Kuruluşunda yer aldığım ve halen görev yaptığım KESK’in bu konudaki tutumu incelendiğinde tamamen yasak savma babında bir yaklaşım ve eylem çizgisi sergilediği çok açık. 16 Aralık’ta bitecek olan bütçe görüşmelerinin hemen ertesi günü, 17 Aralık’ta ve özellikle de kasım ayı sonuna doğru alınan bir kararla miting yapılması örgütü boşa düşürecek, kamuoyunda KESK’i güçsüz gösterecektir.

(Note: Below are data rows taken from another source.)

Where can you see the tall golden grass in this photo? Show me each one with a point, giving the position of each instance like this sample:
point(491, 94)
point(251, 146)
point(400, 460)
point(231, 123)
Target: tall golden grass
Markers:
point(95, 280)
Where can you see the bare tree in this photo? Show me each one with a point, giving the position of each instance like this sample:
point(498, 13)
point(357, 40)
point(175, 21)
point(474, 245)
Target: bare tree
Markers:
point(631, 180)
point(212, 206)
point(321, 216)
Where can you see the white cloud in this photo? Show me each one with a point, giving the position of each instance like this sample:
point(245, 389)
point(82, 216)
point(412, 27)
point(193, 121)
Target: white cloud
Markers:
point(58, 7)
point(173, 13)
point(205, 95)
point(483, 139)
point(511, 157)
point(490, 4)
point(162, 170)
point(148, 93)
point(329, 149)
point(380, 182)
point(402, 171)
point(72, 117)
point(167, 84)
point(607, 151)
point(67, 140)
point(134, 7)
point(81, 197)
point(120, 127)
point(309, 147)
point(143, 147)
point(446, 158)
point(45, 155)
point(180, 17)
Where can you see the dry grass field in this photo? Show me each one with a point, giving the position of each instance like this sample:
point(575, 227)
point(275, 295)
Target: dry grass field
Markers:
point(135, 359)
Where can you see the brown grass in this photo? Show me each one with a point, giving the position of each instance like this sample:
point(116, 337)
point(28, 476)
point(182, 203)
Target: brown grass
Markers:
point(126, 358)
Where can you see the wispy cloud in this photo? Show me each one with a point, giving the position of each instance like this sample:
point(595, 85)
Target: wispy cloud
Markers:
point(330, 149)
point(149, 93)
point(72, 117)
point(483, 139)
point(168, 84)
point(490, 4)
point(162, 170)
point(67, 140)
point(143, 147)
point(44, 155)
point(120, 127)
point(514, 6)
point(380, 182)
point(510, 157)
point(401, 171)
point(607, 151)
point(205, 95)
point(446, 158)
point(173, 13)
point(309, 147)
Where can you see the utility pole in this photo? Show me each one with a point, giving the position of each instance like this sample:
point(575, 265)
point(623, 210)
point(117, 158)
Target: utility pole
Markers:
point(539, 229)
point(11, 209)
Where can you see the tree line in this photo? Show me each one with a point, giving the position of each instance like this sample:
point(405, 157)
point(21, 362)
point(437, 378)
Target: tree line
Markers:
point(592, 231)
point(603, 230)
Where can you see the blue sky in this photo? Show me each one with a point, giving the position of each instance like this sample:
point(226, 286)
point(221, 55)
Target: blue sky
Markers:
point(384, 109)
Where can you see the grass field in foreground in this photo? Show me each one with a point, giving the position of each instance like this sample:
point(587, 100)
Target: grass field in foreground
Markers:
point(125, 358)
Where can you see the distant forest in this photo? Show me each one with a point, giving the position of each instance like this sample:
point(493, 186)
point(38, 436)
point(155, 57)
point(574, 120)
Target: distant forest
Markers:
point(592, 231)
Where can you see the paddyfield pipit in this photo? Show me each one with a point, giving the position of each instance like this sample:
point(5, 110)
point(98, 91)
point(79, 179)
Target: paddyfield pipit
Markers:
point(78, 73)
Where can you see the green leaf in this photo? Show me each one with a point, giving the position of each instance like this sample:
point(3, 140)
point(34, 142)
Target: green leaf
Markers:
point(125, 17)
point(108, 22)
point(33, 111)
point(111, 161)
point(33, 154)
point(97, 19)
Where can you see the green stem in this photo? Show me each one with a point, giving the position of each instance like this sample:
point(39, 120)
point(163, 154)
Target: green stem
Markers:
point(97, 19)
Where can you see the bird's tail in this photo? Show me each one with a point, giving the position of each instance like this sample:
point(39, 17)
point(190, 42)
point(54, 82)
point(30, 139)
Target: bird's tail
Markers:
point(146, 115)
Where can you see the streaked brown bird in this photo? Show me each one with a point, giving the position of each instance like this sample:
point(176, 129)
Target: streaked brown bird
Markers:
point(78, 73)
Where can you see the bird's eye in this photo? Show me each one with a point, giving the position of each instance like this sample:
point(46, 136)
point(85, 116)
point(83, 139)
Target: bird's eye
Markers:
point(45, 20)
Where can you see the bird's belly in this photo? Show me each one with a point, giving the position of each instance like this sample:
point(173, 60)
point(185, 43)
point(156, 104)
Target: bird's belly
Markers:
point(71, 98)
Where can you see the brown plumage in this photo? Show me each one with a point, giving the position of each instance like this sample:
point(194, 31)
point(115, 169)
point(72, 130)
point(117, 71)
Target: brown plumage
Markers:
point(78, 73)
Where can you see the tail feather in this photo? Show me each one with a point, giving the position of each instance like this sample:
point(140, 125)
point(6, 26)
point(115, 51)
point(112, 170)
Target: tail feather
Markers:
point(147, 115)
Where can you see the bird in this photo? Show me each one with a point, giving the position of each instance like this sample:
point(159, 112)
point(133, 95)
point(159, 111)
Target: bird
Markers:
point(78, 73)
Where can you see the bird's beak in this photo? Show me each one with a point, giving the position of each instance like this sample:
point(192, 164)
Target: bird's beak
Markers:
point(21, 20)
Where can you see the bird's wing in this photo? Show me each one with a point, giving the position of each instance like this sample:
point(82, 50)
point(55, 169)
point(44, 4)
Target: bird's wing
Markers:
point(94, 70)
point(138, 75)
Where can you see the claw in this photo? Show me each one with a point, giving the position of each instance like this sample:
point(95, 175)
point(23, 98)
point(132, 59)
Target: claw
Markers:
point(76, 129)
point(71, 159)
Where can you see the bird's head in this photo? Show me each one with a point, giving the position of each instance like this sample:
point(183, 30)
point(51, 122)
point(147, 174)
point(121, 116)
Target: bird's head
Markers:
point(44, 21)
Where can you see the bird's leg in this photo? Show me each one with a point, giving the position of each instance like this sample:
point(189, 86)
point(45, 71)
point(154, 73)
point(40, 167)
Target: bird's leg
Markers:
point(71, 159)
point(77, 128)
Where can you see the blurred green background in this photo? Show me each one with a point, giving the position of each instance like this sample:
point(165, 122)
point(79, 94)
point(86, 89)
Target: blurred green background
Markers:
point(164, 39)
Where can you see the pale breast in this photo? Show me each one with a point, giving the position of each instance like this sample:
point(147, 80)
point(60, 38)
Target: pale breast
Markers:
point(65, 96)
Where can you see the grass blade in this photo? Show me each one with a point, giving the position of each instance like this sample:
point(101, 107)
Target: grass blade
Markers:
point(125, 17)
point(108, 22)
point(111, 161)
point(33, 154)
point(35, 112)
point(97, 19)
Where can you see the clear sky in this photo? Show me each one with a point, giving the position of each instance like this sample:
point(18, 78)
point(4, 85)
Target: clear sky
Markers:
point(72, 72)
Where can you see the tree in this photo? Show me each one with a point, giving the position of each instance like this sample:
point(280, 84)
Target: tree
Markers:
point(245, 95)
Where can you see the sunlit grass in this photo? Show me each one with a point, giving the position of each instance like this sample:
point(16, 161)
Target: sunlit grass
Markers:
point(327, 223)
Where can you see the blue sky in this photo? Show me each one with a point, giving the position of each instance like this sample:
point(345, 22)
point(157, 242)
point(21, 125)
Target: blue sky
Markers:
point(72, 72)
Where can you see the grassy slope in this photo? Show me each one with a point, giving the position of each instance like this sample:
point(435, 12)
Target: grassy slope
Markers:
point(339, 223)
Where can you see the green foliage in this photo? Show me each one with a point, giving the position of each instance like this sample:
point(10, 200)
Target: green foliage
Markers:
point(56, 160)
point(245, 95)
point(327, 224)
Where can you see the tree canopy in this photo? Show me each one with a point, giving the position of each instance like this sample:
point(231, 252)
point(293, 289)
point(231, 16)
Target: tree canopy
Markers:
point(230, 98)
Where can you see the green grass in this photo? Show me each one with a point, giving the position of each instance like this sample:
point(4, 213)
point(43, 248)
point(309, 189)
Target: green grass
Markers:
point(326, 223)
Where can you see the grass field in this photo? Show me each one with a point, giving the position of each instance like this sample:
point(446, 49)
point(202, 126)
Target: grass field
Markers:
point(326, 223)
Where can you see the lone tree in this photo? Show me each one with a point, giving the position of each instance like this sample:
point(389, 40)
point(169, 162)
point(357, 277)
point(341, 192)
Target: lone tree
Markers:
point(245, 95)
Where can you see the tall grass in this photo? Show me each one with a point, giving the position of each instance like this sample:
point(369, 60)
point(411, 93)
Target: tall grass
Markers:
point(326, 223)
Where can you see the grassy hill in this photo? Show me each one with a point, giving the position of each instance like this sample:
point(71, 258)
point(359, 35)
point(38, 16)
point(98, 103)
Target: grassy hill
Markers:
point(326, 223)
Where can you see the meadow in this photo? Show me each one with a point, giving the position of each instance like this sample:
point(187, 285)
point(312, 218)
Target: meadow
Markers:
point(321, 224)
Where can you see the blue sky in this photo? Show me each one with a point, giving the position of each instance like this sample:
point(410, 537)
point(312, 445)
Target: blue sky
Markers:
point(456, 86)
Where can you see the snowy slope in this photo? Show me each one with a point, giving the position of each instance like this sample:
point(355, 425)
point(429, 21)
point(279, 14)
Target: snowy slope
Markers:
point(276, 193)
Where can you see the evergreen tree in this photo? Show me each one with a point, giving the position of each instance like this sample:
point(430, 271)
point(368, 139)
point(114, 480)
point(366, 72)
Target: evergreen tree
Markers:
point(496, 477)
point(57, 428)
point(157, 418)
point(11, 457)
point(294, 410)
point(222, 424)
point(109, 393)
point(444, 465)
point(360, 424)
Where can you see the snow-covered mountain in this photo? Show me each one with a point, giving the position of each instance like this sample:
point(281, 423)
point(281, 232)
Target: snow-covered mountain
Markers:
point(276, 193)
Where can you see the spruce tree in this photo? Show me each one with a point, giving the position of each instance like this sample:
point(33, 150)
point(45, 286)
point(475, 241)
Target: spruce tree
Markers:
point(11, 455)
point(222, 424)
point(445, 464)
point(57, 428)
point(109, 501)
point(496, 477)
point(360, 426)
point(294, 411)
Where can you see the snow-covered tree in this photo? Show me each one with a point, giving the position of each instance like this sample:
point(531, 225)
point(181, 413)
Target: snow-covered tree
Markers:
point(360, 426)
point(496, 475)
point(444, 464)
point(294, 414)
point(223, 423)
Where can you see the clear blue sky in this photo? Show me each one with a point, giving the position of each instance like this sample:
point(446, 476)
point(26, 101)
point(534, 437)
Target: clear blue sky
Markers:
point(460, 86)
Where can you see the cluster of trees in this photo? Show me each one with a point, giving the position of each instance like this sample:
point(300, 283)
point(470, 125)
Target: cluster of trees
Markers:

KESK, daha önce yaptığı kitlesel eylemlerle, doğru zamanda, doğru yerde ve doğru gündemle aldığı kararları en kitlesel şekilde örgütlemesiyle, bugünkü mücadeleci niteliğini kazanmış ve bu özelliğini korumak, geliştirmek için her türlü özeni göstermesi gereken bir konfederasyondur.

Daha önceki bütçe mitinglerini anımsayacak olursak; özellikle DİSK, TMMOB, TTB gibi her zaman birlikte mücadeleyi büyüttüğümüz örgütlerle birlikte örülemeyen, 20 gün gibi çok kısa bir süre içerisinde örgütlenmeye çalışılan, “kararı aldık, değiştiremeyiz” anlayışıyla yola çıkılan bir mitingin başarılı olma şansının ne denli düşük olduğunu 27 yıllık birikimi ve eylem deneyimi olan bir konfederasyona izah etmenin çok daha kolay olması gerekir.

***

Bugün açısından yapılması gereken şey; bir an önce merkezi düzeyde görüşmeleri başlatarak tüm emek örgütlerinin bu mitingi birlikte örgütlemesini sağlamak, mitingi bir ay civarında erteleyerek örgütlenmesi için illere zaman tanımak, işyerlerinden başlayarak mitingin tabanda kabul göreceği bir zemini hazırlamak, sadece bütçeye karşı çıkmaktan ziyade “halkın bütçesine” yönelik alternatif tartışmalar başlatmaktır.

Birleşik emek mücadelesinin bu denli ihtiyaç olduğu bir dönemde KESK’in tek başına yapacağı ve örgütlenme çabalarına yeterli bir zamanın olmadığı bir etkinlik yerine, çok daha olumlu şartların hep birlikte oluşturulduğu ve birleşik mücadelenin bu etkinlik zemininde yaşama geçirildiği bir süreci hep birlikte yaratmalıyız.

AKP iktidarının meslek örgütlerine yönelik saldırıları, yapılması düşünülen yasal düzenlemeler ve 2023’ün genel seçim yılı olduğu düşünüldüğünde çok daha görkemli, çok daha kitlesel, çok daha coşkulu bir mitingi hep birlikte örgütlemek, gerek KESK’e, gerekse de diğer emek, meslek örgütlerine ciddi bir moral değer kazandıracak ve belki de siyasal İslamcı AKP-MHP ittifakının tarihe gömülmesini sağlayacak bir yolu açabilecektir.

27 yıldır “Halk için bütçe” diye haykıran KESK’e rağmen, 20 yıldır “Sermaye için bütçe” diyen AKP rejimi artık halkı sürekli bir yoksulluğa mahkum etmiş durumda ve salt bu nedenle bile hep beraber bu zulme karşı çıkmak bugün için en devrimci görevlerimizden biridir.